After sitting on the runway for a couple hours when we should have landed back in London by now, we were asked to deplane in order to refuel safely. Upon exiting the ramp, we were given a playing card, e.g. queen of diamonds or king of hearts, as a re-boarding pass. Shortly after we re-boarded moments later, I dozed off but was half-awakened when the plane began to accelerate on the runway. All of a sudden, I heard screaming from the cabin behind us. I still remember distinctly to this day that when I turned around to see what's happening in the back, everything happened in slow motion: the flight attendant running down the aisle, reached for the phone and yelled, "STOP THE PLANE, STOP THE PLANE!" Our bodies charged forward as the plane braked and screeched to a stop.

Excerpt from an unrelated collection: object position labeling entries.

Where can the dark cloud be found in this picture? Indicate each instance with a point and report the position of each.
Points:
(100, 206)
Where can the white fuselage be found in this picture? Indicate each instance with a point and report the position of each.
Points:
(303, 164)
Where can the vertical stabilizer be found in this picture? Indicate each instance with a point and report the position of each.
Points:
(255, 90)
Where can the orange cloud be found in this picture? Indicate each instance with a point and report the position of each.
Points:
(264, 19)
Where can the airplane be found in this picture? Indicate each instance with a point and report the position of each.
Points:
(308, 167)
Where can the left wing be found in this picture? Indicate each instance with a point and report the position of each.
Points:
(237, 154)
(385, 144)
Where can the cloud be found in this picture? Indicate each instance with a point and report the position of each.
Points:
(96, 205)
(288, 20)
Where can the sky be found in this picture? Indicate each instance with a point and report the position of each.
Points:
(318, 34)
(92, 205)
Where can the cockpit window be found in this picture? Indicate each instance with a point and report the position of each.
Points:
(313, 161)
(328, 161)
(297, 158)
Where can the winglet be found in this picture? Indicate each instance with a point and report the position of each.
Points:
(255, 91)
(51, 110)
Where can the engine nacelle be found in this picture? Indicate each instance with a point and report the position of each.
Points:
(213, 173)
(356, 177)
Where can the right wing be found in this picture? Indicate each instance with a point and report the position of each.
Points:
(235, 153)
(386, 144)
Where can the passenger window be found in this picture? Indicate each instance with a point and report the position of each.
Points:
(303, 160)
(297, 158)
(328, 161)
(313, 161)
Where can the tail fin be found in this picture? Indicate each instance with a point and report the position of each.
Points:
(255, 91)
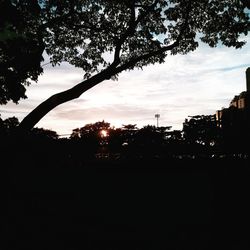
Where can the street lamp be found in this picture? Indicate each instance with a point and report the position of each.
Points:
(157, 116)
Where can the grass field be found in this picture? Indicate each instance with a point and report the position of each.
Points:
(187, 204)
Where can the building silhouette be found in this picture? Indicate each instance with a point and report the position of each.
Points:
(234, 120)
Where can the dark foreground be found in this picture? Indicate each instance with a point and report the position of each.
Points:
(187, 204)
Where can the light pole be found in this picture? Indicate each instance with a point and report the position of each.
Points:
(157, 116)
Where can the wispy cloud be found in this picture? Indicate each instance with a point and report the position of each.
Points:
(198, 83)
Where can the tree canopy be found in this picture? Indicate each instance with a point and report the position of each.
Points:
(106, 37)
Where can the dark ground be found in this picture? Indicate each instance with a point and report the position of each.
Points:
(187, 204)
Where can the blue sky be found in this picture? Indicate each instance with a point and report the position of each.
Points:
(198, 83)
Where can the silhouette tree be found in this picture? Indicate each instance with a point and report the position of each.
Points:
(21, 48)
(135, 33)
(202, 130)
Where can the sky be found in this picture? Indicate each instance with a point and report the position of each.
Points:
(198, 83)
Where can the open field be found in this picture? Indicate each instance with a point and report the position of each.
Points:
(165, 205)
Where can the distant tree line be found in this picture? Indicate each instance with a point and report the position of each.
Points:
(200, 137)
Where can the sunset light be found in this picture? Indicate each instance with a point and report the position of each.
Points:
(104, 133)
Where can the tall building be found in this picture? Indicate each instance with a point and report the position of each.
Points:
(235, 120)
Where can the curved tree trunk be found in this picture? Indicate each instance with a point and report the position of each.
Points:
(45, 107)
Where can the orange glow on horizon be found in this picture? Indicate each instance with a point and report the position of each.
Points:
(104, 133)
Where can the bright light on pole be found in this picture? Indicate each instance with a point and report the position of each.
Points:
(157, 116)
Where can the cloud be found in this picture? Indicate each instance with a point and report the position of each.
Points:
(198, 83)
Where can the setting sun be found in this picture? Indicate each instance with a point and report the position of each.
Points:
(104, 133)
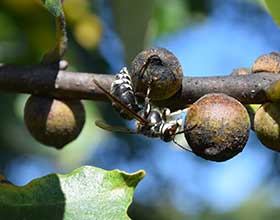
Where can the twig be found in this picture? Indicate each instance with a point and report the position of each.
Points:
(47, 80)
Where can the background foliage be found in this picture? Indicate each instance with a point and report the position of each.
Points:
(209, 37)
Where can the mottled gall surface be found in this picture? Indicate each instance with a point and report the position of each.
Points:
(54, 122)
(221, 127)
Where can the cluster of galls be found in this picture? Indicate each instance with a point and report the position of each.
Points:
(217, 126)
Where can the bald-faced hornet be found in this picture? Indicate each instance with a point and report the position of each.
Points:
(123, 89)
(151, 122)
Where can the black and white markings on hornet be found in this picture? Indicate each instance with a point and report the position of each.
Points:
(150, 121)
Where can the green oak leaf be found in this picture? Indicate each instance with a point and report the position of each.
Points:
(274, 9)
(54, 6)
(87, 193)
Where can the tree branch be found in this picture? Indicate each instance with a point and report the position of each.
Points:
(47, 80)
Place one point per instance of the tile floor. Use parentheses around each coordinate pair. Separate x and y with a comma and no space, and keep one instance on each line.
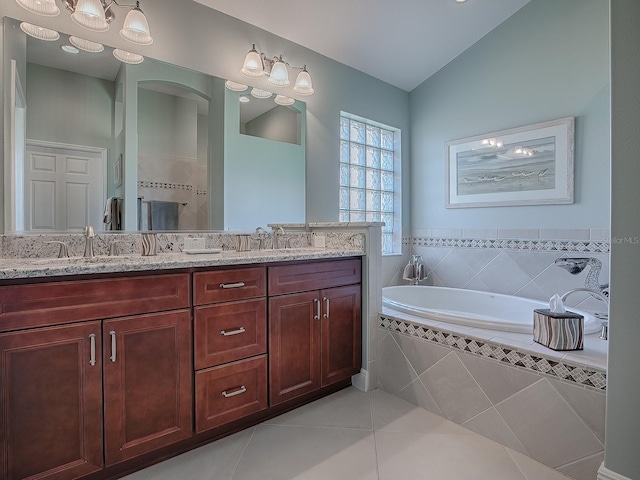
(352,435)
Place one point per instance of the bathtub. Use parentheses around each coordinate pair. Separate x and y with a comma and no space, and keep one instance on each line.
(472,308)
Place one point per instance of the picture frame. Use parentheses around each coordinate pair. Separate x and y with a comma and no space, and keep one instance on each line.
(530,165)
(117,171)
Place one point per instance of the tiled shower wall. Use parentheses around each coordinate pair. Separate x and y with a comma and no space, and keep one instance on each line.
(557,422)
(514,262)
(175,179)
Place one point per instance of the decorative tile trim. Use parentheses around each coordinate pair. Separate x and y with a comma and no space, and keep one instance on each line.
(513,244)
(582,375)
(164,185)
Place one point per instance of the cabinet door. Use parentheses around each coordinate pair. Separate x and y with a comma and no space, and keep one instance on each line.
(341,333)
(294,345)
(51,402)
(147,383)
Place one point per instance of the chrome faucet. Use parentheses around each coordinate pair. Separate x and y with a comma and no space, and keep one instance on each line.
(64,251)
(89,235)
(603,317)
(274,236)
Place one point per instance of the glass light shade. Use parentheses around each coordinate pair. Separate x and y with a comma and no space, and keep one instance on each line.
(86,45)
(282,100)
(47,8)
(279,74)
(90,14)
(235,86)
(258,93)
(252,66)
(70,49)
(303,85)
(136,28)
(40,33)
(128,57)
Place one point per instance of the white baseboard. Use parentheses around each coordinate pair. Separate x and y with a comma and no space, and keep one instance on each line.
(361,380)
(606,474)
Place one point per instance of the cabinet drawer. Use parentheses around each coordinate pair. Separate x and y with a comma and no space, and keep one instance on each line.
(228,285)
(313,276)
(230,392)
(227,332)
(40,304)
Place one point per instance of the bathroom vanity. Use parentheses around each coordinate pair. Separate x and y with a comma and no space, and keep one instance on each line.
(106,373)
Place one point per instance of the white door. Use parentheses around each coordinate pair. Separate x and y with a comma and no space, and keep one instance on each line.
(64,188)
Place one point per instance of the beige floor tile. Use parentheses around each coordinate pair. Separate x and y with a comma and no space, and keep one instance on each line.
(533,470)
(308,453)
(216,461)
(391,413)
(443,457)
(348,408)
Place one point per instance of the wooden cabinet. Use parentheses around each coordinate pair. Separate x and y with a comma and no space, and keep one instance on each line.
(51,389)
(51,402)
(147,383)
(230,330)
(315,335)
(103,376)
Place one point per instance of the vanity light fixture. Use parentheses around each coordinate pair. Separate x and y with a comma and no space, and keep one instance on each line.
(38,32)
(96,15)
(235,86)
(256,64)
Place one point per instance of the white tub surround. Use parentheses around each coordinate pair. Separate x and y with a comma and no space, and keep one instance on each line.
(471,308)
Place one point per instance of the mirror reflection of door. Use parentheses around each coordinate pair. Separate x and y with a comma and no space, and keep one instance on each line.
(64,187)
(173,151)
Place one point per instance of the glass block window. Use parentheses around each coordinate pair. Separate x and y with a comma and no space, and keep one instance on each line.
(369,186)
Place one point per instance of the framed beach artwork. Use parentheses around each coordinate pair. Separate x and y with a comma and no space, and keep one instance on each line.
(531,165)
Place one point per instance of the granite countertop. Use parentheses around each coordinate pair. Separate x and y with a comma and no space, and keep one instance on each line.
(21,268)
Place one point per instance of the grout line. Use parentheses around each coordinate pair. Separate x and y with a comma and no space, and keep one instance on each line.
(233,474)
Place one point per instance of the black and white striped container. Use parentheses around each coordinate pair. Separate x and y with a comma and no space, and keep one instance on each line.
(558,331)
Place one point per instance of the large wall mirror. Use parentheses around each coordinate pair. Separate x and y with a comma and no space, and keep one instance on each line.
(166,147)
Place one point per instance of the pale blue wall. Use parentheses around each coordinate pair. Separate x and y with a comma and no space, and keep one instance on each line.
(548,61)
(67,107)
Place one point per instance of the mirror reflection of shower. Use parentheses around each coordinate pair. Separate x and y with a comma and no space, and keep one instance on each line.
(173,146)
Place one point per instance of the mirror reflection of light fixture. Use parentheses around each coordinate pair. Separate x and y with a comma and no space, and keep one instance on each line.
(86,45)
(38,32)
(235,86)
(258,93)
(96,15)
(303,84)
(47,8)
(127,57)
(282,100)
(257,64)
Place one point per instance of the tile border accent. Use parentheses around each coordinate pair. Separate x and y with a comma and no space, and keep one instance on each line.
(512,244)
(166,185)
(582,375)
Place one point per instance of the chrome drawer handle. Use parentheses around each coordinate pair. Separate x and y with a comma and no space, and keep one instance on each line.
(113,346)
(232,285)
(317,315)
(232,332)
(92,360)
(242,389)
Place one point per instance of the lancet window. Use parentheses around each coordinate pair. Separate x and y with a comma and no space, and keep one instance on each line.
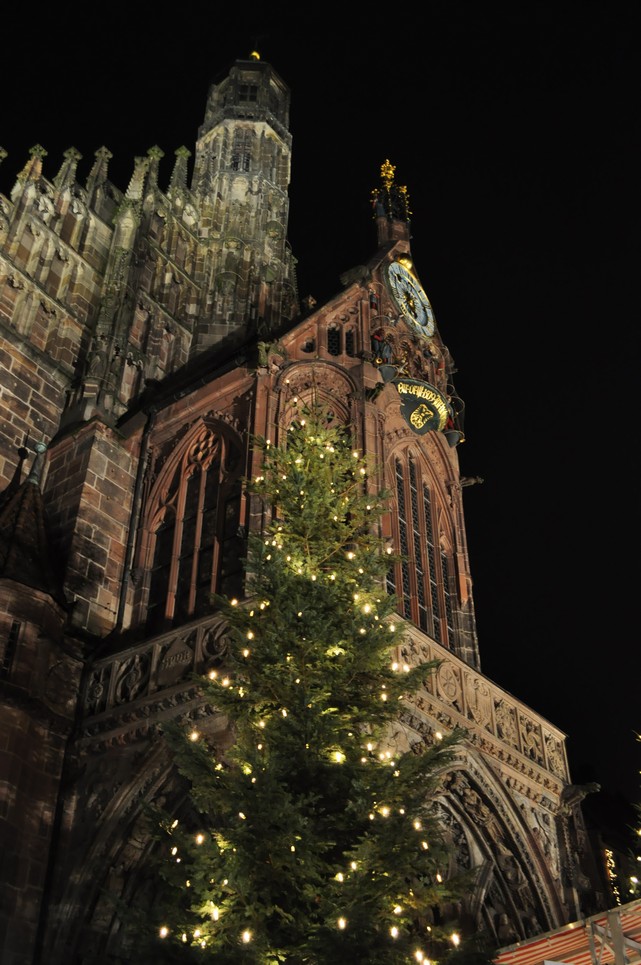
(422,581)
(193,540)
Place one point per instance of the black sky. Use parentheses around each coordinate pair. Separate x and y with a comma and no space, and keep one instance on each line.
(516,129)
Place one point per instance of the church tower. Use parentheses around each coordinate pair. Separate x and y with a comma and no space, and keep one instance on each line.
(146,336)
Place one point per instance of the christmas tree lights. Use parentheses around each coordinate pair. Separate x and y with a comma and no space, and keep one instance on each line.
(318,840)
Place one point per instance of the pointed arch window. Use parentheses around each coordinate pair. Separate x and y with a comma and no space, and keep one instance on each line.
(421,581)
(241,150)
(194,544)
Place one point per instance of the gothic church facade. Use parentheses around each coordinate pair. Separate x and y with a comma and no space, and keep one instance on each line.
(145,336)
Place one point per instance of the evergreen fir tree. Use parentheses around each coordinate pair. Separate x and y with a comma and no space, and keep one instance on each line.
(317,837)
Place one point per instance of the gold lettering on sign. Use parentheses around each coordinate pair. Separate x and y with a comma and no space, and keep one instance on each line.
(420,416)
(425,392)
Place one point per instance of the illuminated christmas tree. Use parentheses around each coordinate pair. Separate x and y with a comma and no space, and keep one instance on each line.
(316,835)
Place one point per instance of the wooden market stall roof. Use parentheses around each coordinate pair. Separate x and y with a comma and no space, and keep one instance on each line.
(609,938)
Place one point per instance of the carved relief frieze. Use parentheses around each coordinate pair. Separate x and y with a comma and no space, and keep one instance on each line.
(499,727)
(127,694)
(478,700)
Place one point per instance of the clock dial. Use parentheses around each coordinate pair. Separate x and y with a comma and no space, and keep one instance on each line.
(410,299)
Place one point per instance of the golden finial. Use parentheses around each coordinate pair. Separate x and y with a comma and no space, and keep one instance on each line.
(387,174)
(391,199)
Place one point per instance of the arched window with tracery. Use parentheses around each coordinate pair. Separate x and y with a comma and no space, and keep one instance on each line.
(423,580)
(193,541)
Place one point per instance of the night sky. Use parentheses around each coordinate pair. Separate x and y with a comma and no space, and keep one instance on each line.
(516,129)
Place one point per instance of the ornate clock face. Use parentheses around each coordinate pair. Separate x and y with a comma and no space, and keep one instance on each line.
(410,299)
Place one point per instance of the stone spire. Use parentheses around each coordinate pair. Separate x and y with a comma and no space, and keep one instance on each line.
(391,207)
(66,176)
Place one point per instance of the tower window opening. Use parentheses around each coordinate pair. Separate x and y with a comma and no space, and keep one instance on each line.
(248,93)
(334,340)
(240,162)
(350,342)
(424,589)
(196,545)
(10,649)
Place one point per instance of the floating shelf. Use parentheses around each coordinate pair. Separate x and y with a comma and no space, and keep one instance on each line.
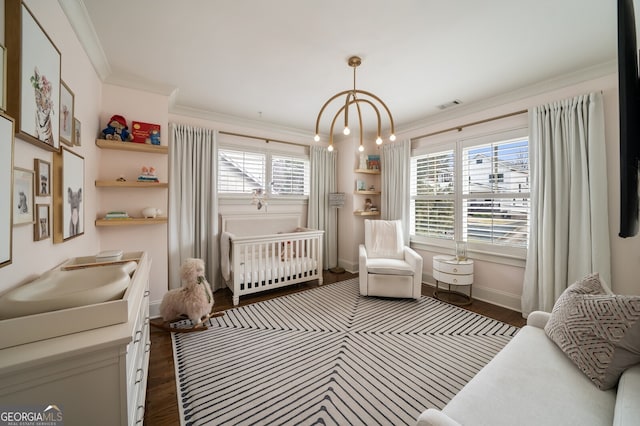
(130,184)
(369,171)
(132,146)
(131,221)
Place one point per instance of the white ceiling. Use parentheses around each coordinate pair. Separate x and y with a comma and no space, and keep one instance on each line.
(278,61)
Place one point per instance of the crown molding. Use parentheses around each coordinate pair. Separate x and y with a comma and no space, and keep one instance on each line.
(78,17)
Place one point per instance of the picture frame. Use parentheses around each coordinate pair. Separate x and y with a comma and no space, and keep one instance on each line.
(6,188)
(23,196)
(33,78)
(77,132)
(42,225)
(3,78)
(66,114)
(68,195)
(43,177)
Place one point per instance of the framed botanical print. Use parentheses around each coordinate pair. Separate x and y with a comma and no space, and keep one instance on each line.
(33,77)
(6,188)
(22,196)
(43,177)
(68,195)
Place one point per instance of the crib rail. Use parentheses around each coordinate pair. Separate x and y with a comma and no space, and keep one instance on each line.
(271,261)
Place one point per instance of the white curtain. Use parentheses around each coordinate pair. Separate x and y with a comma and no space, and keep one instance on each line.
(319,214)
(569,234)
(394,201)
(193,208)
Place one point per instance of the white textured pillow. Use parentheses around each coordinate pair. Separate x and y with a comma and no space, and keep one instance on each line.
(599,332)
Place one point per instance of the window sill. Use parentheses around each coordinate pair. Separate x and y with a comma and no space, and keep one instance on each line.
(487,256)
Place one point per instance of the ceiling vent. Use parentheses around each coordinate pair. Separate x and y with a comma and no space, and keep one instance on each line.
(450,104)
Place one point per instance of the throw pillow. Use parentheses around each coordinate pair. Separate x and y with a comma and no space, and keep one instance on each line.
(599,332)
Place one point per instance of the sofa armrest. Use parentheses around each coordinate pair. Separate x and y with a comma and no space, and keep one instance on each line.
(434,417)
(538,318)
(627,411)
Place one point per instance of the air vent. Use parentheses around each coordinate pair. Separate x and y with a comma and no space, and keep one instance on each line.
(450,104)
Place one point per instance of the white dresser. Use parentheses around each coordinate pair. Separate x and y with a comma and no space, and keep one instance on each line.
(95,377)
(457,273)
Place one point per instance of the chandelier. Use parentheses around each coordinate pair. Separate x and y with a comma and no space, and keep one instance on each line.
(355,97)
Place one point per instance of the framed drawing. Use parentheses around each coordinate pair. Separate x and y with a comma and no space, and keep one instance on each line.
(43,177)
(3,78)
(41,228)
(6,189)
(77,140)
(22,196)
(66,114)
(68,195)
(33,78)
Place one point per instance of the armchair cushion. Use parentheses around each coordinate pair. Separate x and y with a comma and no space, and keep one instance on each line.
(389,267)
(383,239)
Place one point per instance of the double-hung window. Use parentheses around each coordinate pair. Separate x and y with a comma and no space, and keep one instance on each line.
(474,190)
(242,172)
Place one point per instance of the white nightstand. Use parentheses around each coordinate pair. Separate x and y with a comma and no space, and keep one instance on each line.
(454,272)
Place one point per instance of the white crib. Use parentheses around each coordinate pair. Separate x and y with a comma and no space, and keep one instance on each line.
(268,252)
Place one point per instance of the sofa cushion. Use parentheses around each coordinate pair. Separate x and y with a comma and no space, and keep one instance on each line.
(388,267)
(531,382)
(599,332)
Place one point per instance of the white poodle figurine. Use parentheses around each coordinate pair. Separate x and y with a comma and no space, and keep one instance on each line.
(194,299)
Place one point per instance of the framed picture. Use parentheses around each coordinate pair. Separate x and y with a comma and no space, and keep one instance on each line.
(3,78)
(77,140)
(68,195)
(66,114)
(33,78)
(22,196)
(6,188)
(41,228)
(43,177)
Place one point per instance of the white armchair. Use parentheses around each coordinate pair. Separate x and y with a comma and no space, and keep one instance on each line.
(387,267)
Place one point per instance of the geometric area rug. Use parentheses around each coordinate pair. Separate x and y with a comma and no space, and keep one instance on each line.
(328,356)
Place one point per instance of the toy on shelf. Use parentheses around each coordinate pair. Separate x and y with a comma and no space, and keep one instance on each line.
(117,129)
(148,174)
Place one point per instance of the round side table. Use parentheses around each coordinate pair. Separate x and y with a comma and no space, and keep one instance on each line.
(448,270)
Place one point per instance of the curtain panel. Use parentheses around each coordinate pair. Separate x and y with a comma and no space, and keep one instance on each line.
(569,230)
(193,208)
(319,214)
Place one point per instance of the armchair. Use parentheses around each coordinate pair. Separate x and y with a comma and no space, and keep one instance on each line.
(387,267)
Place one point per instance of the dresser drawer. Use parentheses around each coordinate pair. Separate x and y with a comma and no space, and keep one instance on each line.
(452,278)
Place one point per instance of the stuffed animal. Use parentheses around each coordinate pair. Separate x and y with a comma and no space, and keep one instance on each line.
(117,129)
(194,299)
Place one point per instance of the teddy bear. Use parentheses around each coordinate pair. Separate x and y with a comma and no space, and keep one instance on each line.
(117,129)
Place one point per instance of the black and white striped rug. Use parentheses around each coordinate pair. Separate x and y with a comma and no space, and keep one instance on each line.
(328,356)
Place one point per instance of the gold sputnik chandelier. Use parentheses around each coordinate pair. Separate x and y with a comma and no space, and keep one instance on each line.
(355,97)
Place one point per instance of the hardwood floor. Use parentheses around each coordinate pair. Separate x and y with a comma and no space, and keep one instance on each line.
(161,404)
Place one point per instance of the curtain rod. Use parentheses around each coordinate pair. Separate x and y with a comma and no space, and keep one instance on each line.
(459,128)
(267,140)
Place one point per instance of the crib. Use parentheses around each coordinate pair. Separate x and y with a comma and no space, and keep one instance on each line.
(267,252)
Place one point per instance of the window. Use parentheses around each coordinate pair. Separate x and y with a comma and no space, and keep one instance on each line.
(243,171)
(475,190)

We were going to be spending a night in Sharjah. When we exited the airport, the custom officers took all our passports since we didn't have visa to be in the country. We weren't given any instruction so we kept a lookout at the hotel for the bus that would take us back to the airport at any moments' notice. Meanwhile, we only had a $10 US dollar bill to use for food/water between the six of us because we were living in London at the time and had British Pounds on us but only local currency or US dollar were accepted there. We survived the night with little food and water.
The next morning, back at the airport, the British Embassy representatives were there. They advised the passengers not to get back on the plane because they believe the plane is unsafe. Our first option was to take a 40-min bus to Dubai and purchase a British Airways ticket, take the 40-min bus back to Sharjah and show the physical ticket along with your embassy representative to get our passports back, then take another 40-min bus back to Dubai and fly out from there. Option two was to wait for the next flight coming through and some of the passengers can get on that flight based on availability with priorities given to children and elderlies. Given we were six healthy twenty-something year olds, we ruled the second option out. The last option was to get back on our original flight.
Amongst ourselves, we acknowledged that we would all make our own individual choices. No groupthink. The first one of us to decide to get on the original plane had an Indian passport, so he wasn't going to bet on when or if his embassy will arrive. I went next based on the logic that the pilots aren't on suicide missions so should be safe. One by one, we all got back on the plane. Turned out most of the rest of the passengers chose one of the other two options because it went from a full flight to each of us having a whole row of seats.
When we finally landed safely in Gatwick a day later than scheduled, the airport was buzzing with heavy security guards and news reporters. Even our cab driver had been following the development of the story. What we didn't know yet then was the same plane had another mechanical issue in the air the next day, and was turned around and grounded indefinitely. Moreover, the next plane from option two also had mechanical issue in Sharjah so even more passengers were stranded there. The newspaper called the planes "the flying coffins" and the airline was banned from flying in the EU space.
That's one of my most memorable travel tales. What's yours?